Vor 30 Jahren: Mit dem Käfer nach Ägypten (ohne Fähre!) – 2

Tag 3 (25.12.1992) – 588 km

Von St. Pölten erreichen wir über Wien die ungarische Grenze. Die Autobahn endet kurz vor der Grenze. Dort geh es relativ flott, ein Visum war nicht mehr notwendig. Über Landstraße geht es nach Györ, ab dort führt eine Autobahn bis Budapest (heute fährt man bequem von Österreich um Budapest herum bis nach Arad in Rumänien über die Autobahn). Leider war 1992 die Ringautobahn noch nicht fertiggestellt, so quält sich der gesamte Verkehr quer durch die Stadt. Doch am anderen Ende der Stadt geht die Autobahn weiter, es geht also gut voran. Auch hier -wie schon in Österreich- überall Reif an den Bäumen. Es wird kälter! Wir beschließen, noch am selben Tag über die Grenze nach Rumänien zu fahren, dann haben wir morgen einen frischen Start. Hinter der Grenze haben wir schnell noch getankt, wir hatten gehört, dass überall lange Schlangen an den Tankstellen stünden, hier war jedoch gar nichts los, also schnell den supergünstigen Sprit gebunkert!

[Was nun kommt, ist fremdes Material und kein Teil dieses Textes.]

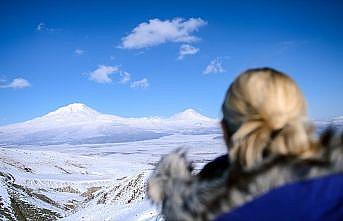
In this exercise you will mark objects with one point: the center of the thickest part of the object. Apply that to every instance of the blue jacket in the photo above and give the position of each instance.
(319, 199)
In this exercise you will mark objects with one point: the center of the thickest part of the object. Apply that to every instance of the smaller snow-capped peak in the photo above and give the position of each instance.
(190, 114)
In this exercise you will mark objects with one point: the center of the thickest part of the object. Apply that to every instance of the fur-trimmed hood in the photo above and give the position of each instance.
(220, 187)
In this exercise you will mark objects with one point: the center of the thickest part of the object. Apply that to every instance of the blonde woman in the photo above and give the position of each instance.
(270, 145)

Kaffeepause am Wegesrand – mit Katze (Foto: Warner)

Nun wurde es doch etwas später und man sagt, in Ländern wie Rumänien sollte man Nachtfahrten vermeiden. Und so war es: sämtliche Fahrzeuge, von Omnibus bis Eselskarren und Fahrräder, waren entweder gar nicht beleuchtet oder haben geblendet. Dazu überrascht die Straßenführung mit unerwarteten (und natürlich nicht entsprechend beschilderten) scharfen Kurven, Schlaglöchern und dergleichen.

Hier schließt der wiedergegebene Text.